I often have a sense that I'm subconsciously waiting for some epiphany or life-changing breakthrough to happen in healing and therapy, some undeniable marker that my healing is complete, and that I can relax and be normal again. Or that I'm somehow slowly drifting from a healthy path, despite my efforts and marked progress. There are a million ways to heal, but my mind tends to think that because I still have symptoms, something must not be working right (or I'm not doing it right) and I either need to try much harder or try some other tactic.

Overall it just gets to feel overwhelming, and makes it difficult to enjoy and be optimistic about healing practices. Any advice on handling perfectionism would be appreciated.
#5
Please Introduce Yourself Here / Hello
September 17, 2019, 07:26:58 PM
Hello, I'm new to the forums (of course).

Recently I've discovered I very likely have CPTSD. My therapist sort of confirmed it, by saying she agrees, but doesn't want to use labels, so... that's sort of a diagnosis? I find it difficult to say I have it, both from self doubt (worried I'm making it up to get out of blame) and from worrying that to accept it means I have an inescapable condition or have to view myself as a victim. So for now I'll just say I have a lot of symptoms that match up with it, that I'm looking for support for from this forum.

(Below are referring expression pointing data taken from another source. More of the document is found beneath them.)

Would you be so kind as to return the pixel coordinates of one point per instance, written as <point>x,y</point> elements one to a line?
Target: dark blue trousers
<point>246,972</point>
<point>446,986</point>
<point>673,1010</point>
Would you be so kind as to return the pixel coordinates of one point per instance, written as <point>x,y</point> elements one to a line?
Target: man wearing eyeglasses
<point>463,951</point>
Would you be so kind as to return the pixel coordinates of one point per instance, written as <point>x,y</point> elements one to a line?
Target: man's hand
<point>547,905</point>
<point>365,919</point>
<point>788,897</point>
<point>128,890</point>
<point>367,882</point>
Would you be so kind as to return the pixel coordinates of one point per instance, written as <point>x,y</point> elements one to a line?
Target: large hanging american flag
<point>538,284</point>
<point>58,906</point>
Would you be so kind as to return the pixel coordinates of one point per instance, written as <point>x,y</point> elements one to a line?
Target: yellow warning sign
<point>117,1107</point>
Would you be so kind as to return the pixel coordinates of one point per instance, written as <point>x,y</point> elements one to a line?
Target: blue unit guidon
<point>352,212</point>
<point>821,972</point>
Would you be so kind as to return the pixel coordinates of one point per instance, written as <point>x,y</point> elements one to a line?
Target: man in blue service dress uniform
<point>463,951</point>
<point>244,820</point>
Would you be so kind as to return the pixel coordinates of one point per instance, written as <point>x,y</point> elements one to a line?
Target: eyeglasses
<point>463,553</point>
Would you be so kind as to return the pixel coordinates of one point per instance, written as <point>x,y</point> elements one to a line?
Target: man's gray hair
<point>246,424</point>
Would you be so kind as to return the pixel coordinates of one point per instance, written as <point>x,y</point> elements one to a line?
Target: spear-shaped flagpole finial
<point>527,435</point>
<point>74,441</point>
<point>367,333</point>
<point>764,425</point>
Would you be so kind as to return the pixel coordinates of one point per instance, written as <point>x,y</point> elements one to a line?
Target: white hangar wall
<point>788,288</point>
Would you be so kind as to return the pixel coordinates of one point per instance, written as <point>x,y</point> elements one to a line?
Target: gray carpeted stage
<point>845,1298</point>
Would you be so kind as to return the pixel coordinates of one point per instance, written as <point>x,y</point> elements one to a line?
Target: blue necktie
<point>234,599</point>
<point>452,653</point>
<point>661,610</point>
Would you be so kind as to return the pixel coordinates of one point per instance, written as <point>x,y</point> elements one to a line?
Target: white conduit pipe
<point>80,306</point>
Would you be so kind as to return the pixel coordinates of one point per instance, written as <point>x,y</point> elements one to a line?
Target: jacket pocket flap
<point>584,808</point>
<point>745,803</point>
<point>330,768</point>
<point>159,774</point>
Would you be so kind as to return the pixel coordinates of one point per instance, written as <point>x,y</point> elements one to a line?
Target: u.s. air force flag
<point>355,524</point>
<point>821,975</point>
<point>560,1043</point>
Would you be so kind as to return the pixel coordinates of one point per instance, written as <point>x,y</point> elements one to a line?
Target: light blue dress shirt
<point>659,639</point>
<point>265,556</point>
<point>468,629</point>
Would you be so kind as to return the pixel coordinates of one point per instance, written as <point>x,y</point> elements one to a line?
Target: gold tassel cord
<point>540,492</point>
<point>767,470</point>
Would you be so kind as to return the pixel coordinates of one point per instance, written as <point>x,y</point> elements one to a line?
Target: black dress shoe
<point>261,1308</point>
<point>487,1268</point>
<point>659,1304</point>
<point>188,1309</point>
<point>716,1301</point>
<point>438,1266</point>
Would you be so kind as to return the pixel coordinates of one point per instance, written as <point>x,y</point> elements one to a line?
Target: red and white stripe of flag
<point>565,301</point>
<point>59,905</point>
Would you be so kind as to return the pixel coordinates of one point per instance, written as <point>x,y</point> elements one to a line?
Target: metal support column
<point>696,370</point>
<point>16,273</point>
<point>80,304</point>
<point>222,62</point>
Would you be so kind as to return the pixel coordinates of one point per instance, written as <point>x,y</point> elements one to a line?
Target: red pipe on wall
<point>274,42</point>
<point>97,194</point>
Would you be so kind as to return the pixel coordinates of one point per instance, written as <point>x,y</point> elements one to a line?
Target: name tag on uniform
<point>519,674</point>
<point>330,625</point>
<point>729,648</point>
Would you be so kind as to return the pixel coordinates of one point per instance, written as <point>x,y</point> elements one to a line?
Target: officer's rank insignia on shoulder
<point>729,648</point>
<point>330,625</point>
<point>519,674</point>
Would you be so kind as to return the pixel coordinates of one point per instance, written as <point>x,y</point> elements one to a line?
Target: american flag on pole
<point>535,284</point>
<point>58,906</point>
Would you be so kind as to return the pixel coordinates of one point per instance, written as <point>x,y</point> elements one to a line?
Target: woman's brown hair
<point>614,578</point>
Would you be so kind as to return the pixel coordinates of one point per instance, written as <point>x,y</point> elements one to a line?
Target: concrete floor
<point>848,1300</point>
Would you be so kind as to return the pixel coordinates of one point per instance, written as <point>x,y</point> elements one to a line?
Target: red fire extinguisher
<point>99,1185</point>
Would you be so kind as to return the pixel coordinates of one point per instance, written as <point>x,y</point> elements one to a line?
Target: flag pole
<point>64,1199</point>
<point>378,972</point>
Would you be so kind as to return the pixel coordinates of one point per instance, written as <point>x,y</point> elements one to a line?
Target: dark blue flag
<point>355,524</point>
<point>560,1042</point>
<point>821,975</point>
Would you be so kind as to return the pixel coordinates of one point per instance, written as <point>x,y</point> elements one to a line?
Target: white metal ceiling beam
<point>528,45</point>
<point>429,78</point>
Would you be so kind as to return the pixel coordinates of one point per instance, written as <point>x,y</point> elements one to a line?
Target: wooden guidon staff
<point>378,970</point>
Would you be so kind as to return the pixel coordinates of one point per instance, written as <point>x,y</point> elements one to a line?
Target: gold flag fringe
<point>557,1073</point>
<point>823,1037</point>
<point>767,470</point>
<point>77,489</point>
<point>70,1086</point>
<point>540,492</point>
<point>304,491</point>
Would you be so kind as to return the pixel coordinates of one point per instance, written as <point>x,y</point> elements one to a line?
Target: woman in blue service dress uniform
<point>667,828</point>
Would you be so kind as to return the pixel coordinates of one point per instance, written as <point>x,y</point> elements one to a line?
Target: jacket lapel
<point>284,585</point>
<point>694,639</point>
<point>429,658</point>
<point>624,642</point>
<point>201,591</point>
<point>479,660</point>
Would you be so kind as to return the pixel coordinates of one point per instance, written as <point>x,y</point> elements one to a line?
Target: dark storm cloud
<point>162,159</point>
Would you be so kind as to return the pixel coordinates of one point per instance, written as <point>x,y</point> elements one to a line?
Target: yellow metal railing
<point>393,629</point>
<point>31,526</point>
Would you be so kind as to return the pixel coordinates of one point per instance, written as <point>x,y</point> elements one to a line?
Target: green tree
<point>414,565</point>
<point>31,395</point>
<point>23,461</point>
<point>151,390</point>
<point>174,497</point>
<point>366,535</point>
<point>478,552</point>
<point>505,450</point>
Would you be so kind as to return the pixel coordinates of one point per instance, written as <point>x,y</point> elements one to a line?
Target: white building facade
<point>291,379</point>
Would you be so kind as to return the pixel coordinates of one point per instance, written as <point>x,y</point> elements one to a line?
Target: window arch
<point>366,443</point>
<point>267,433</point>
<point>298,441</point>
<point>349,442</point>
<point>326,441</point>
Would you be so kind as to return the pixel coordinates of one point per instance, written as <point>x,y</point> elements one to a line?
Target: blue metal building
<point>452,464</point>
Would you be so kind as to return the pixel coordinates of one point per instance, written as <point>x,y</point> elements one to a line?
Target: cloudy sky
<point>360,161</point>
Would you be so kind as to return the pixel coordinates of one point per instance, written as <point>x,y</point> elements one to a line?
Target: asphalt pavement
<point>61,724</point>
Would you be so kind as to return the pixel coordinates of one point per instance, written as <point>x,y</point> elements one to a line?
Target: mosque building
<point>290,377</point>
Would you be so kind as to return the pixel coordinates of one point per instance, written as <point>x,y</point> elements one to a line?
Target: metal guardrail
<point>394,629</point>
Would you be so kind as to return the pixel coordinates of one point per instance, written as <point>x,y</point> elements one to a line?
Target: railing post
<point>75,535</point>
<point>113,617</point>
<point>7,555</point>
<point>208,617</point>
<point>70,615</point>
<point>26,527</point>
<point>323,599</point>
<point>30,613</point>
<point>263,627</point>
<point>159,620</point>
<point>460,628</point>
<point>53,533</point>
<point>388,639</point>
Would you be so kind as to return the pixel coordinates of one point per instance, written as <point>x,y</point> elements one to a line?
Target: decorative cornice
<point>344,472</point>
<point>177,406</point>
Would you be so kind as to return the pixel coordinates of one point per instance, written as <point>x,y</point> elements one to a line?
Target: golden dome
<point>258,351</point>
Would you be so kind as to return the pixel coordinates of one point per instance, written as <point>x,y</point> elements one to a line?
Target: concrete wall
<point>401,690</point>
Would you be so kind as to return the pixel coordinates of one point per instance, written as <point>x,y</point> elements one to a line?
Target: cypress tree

I'll keep my background brief, and say that I have a history of being treated poorly in childhood, struggling with depression and anxiety "coincidentally" starting and worsening in parallel to that, and finally, recently, a long-term relationship that went sideways and led to me discovering CPTSD. The concept that my childhood was abusive is new, as I had always believed that unless physical violence was present everything was fine, and that I was just doing things that resulted in the behavior, so I still hesitate to call it that. Same goes for my relationship.

So far I've lurked a bit, and have seen some similarities in experiences. My biggest concern first is that what happened in my past isn't "bad enough" for me to be here.